Scenario MCP-on tools MCP-off tools MCP-on est. tokens MCP-off est. tokens
symbol-usePermissions 1 25 53 2,591
dependencies-from-consumer 1 25 173 2,697
find-call-sites 1 25 375 2,667
Totals 3 75 601 7,955

Numbers are stable for a given fixture + schema; re-run locally after intentional schema or probe changes. Dual-agent and self-index studies: research/agent-eval-findings-2026-05.md.

Correctness (golden queries): bun run test:golden indexes fixtures/minimal, runs declared setup steps when present (e.g. coverage ingest), then runs SQL against fixtures/golden/scenarios.json and compares to fixtures/golden/minimal/. See golden-queries.md. Refresh goldens after intentional fixture or schema changes: bun scripts/query-golden.ts --update.

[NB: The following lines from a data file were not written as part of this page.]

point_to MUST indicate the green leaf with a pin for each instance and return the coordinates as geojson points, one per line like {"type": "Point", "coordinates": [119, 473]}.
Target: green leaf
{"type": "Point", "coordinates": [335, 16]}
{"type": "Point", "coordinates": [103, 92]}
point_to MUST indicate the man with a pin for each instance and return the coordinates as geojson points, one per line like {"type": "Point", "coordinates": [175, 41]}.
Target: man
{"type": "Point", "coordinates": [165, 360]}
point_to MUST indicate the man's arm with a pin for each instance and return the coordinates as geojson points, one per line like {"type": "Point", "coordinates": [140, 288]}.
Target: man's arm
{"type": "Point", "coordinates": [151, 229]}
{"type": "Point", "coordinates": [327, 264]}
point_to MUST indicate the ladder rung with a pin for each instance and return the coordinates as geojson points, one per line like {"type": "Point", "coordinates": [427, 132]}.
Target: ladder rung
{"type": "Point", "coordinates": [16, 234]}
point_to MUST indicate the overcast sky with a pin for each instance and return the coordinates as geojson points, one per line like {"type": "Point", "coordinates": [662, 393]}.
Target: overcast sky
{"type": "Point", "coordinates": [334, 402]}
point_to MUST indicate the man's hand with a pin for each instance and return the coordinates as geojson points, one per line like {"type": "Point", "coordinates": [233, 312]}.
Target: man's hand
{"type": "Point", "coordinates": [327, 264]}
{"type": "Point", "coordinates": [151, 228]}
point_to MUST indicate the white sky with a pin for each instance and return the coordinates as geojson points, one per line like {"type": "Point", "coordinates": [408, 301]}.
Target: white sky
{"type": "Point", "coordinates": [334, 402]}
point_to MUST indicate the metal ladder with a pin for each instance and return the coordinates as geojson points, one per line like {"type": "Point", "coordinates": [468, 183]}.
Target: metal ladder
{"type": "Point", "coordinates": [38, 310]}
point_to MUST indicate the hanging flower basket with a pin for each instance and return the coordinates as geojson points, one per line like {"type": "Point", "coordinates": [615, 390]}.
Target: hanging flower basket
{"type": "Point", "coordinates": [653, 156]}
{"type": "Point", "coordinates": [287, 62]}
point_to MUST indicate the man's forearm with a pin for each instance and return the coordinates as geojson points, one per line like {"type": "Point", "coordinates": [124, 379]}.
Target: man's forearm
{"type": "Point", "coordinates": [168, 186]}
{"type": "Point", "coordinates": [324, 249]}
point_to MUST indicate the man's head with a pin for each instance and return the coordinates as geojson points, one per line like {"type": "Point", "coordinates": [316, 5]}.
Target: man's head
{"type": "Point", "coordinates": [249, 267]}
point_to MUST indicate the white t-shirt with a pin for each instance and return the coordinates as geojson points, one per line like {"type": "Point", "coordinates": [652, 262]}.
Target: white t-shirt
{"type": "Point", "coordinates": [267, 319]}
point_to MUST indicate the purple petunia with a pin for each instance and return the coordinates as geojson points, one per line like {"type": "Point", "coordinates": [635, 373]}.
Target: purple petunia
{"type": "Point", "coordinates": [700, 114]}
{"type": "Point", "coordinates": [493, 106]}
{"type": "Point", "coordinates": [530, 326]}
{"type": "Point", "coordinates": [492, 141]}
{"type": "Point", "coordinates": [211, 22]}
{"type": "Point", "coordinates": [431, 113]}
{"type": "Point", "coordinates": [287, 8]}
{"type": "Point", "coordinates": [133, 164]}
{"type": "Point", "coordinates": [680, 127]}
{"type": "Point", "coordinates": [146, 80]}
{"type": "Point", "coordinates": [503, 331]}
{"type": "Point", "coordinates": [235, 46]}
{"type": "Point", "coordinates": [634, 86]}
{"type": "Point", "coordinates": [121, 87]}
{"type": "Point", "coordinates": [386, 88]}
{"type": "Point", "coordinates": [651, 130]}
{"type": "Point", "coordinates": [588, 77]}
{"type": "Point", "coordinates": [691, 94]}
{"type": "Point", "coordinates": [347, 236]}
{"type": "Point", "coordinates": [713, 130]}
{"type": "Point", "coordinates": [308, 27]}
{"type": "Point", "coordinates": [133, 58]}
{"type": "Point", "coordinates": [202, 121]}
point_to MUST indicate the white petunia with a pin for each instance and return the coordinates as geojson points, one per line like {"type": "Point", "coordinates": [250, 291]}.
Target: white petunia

Tier B (local tree, not in default CI): bun run test:golden:external (or bun scripts/query-golden.ts --corpus external) indexes CODEMAP_ROOT, CODEMAP_TEST_BENCH, or --root, loads fixtures/golden/scenarios.external.json if present else scenarios.external.example.json, and writes/compares goldens under fixtures/golden/external/ (gitignored). Use match in scenarios for subset checks (minRows, everyRowContains); use budgetMs with optional --strict-budget for perf warnings. Do not commit proprietary paths or goldens from private apps.

Scenario titles in the benchmark scenarios table describe latency fixtures; agent-eval probes are a separate three-scenario subset in scripts/agent-eval/scenarios.json. Indexed row counts on the fixture are stable for a given schema. A larger second fixture is optional — see roadmap.md.